I’m hoping to post a set of predictions for the first term of an Obama presidency. One of those predictions is that Obama will crack down of free speech — specifically, political speech in opposition to Obama or his policies.
When you consider the insane charges made against President Bush and the right in recent years, you might be tempted to brush off my prediction. Remember all those folks complaining that their speech — mostly against the Iraq war — was being “chilled” merely because people dared to criticize them? Then there are those who wave signs, hold rallies, march through the streets by the thousands, complaining of how “Bushitler” is squashing dissent. Yet they go home at the end of the day when, if what they said were true, they’d be going to jail. In fact, I haven’t seen a single person arrested merely for politically opposing President Bush. (And please spare me the crap that people arrested for protesting in ways that interfere with the movement of people or vehicles or otherwise for the time, place and manner of their protest are being arrested for the content of their speech.)
Under an Obama presidency, I’m talking about a legal crackdown, and if you think that is a hysterical prediction, I’ve got news for you: Obama’s trying it even before he gets into office. As Amanda Carpenter points out:
Obama’s lawyers are demanding that the Department of Justice to investigate GOP presidential candidate John McCain, vice presidential candidate Sarah Palin and other Republican politicians because they have drawn attention to ACORN’s fraudulent activities on the campaign trail.
“Agents of the McCain campaign and the Republican National Committee have been striking locally at election officials and boards around the country, sowing confusion and seeking through baseless legal maneuvers to discourage and harass voters and impede their exercise of their right to vote,” Obama for America’s General Counsel Robert Bauer said on a conference call with reporters last week.
Obama’s legal team is specifically taking issue with McCain’s remarks that ACORN’s voter registration fraud “threatens the fabric of our Democracy” and Palin’s assessment that there is a “choice between a candidate who won’t disavow a group committing voter fraud and a leader who won’t tolerate voter fraud.”

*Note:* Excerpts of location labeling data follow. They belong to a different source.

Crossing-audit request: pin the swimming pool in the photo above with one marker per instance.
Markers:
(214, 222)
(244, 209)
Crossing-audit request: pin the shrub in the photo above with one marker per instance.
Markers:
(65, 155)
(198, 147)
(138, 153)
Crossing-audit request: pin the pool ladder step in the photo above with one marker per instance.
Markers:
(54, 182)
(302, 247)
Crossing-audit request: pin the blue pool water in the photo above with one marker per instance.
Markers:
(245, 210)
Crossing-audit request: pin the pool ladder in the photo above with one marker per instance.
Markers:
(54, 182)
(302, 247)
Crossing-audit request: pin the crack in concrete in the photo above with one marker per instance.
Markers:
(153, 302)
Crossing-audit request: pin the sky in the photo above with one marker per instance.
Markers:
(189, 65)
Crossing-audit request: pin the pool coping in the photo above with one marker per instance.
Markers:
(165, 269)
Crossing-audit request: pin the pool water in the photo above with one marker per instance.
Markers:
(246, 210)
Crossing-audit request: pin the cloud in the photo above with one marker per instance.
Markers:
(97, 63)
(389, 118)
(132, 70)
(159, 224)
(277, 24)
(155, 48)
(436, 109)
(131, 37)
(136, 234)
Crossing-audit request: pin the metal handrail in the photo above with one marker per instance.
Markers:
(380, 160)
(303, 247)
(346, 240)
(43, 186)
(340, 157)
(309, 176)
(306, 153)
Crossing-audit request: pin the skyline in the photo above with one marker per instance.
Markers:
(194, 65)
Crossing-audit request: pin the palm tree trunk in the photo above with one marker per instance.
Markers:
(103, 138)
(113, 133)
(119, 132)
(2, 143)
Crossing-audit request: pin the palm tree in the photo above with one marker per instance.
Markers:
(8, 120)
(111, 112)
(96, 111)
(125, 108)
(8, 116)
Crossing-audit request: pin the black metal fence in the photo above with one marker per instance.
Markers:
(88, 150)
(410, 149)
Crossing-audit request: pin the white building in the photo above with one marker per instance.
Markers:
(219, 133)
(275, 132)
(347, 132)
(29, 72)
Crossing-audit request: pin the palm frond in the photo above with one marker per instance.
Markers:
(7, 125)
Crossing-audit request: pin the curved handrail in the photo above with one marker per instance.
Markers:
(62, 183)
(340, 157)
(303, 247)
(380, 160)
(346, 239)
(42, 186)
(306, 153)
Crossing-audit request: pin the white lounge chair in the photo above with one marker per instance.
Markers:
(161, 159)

Bauer made his request for an investigation in a letter to the DOJ that said McCain and Palin were “sensationalizing this message by repeating it at the state and local level in violation of the law to harass voters and impede their exercise of their rights.”
Former Republican Sens. John Danforth of Missouri and Warren Rudman of New Hampshire are chairing an “Honest and Open Elections Committee” on behalf of the McCain campaign to take action against voter fraud. The GOP has asked Obama to participate, but the Democrats have declined.
Bauer said the committee will impede people from voting rather than safeguarding against voter fraud.
“They get a United States senator who’s the head of the Republican ticket doing everything he can to make it harder for them to be — to vote, making it harder for them to get through the lines quickly, making it harder for them to cast their ballot without impediment, without harassment, without humiliation,” Bauer told reporters.
So, let’s get this straight. Speaking out against voter fraud is really voter suppression, while committing voter fraud is simply a way to get out the vote.
Words fail me.
UPDATE: But words don’t fail the Wall Street Journal today:
If voter fraud would ever be ripe for investigation, this would seem to be the year with the Association of Community Organizations for Reform Now (Acorn) having been caught filing thousands of bogus voter registrations in at least 14 states. Acorn’s history of deceit and the national sweep of today’s scandal demand a federal probe. Safeguarding the integrity of the vote is every bit as important as protecting access to the polls, yet Democrats want Justice to pay attention only to the latter.
House Judiciary Chairman John Conyers recently sent two letters to Attorney General Michael Mukasey deploring a news leak that the FBI is investigating Acorn, and warning Justice to focus instead on “voter suppression.” Barack Obama has also joined in this political intimidation, demanding in two letters that Mr. Mukasey appoint a special prosecutor to investigate Justice staff who he claims are engaged in “unlawful coordination” with John McCain’s campaign to pursue “so-called ‘election fraud.’” There is zero evidence that such coordination exists, but it is remarkable that a Presidential nominee would dismiss election fraud as a myth.